Interessante Informationen.
Ce qui est bien dans ce genre d’écriture littéraire, c’est la réflexion profonde, et même parfois obscure, qui nous emmène à mieux comprendre la vie mais, surtout, l’humain dans toute sa complexité.
L’essence même de la vie est l’amour. Pour cette raison, nous le recherchons tous, et à défaut de le trouver, nous l’inventons à partir de l’enfant en soi.
Pour avoir lu plus d’une fois « La gueule du Loup », ce que j’en retire comme écho, c’est le côté franc de la naïveté d’une âme en quête d’amour. Nous ressentons cette volonté très candide d’y croire. Toutefois, la nature de ce qu’est l’amour nous ramène rapidement à l’ordre. L’amour vrai ne s’invente pas, et l’esprit ne peut le faire éclore à lui seul, pas plus que le corps ne peut y parvenir. Il existe dans l’amour une essence très mystique que l’auteure arrive à nous communiquer. Le coeur va bien au-delà de l’esprit et du corps.
Par ailleurs, il y a plusieurs années j’ai lu du même auteur le recueil de poésie « Sensualité et autres futilités refoulées », et j’ai vite compris que cette grande dame ne fait pas juste griffonner de simples histoires.

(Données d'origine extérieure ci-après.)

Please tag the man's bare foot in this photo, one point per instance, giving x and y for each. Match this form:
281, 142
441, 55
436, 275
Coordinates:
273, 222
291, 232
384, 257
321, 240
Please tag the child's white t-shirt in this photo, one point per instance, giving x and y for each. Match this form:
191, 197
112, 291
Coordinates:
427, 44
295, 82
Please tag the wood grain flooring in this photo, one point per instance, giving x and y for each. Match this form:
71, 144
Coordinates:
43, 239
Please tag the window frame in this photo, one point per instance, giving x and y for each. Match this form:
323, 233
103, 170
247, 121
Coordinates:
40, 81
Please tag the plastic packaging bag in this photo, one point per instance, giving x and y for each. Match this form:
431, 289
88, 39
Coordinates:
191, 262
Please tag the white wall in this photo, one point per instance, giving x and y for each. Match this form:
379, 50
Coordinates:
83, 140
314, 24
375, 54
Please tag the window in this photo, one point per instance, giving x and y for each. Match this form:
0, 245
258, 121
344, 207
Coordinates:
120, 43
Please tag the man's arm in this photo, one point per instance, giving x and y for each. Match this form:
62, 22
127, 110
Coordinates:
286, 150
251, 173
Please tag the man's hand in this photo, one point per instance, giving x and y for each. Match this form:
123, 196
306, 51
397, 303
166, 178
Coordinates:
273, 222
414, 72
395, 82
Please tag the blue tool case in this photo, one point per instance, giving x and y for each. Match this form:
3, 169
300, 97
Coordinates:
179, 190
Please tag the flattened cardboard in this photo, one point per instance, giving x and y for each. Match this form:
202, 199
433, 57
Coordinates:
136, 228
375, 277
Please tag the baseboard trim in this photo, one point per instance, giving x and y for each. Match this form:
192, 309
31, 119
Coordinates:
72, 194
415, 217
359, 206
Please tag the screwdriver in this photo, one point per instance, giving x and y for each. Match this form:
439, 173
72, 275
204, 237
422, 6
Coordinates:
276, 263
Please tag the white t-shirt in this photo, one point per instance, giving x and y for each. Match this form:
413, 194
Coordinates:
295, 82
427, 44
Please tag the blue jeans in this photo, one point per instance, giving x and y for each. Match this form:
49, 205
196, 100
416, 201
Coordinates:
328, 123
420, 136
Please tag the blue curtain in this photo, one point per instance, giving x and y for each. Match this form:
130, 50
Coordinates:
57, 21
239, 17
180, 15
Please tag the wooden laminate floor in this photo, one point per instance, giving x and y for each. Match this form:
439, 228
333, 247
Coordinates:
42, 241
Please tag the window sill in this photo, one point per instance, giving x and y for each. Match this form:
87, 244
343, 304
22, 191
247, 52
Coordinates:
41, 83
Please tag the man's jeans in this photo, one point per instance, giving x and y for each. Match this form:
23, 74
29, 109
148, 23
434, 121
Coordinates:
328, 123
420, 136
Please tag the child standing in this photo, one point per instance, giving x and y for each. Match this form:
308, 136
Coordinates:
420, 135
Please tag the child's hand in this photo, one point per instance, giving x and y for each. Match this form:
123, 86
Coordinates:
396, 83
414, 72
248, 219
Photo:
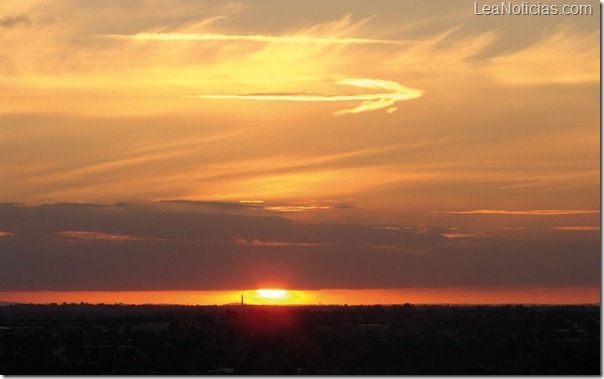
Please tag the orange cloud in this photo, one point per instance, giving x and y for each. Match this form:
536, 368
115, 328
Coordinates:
579, 228
76, 235
371, 102
254, 242
252, 38
540, 212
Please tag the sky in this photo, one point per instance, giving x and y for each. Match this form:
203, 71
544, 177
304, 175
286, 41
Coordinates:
404, 146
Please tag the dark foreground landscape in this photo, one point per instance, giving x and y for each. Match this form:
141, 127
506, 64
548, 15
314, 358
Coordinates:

Nous éprouvons à travers sa poésie une détonation saisissante lorsque celle-ci nous atteint et nous transporte de mots en mots à travers sa propre soif d’amour, mais surtout, de façon très soutenue du début jusqu’à la fin, de son incommensurable désir de sensualité qu’elle allonge à travers chacun de ses mots pour y laisser verser candidement l’intensité tant refoulée en elle.
J’ai d’ailleurs croisé l’auteure au Salon du livre la semaine dernière et, d’un seul coup, le souvenir plus qu’agréable de cette lecture m’est revenu. Merci du partage, Un lecteur.
Tout le plaisir est pour moi, Lucie!
P.s. : J’ai moi-même déjà croisé l’auteure à une rencontre littéraire. Une personne tout à fait charmante.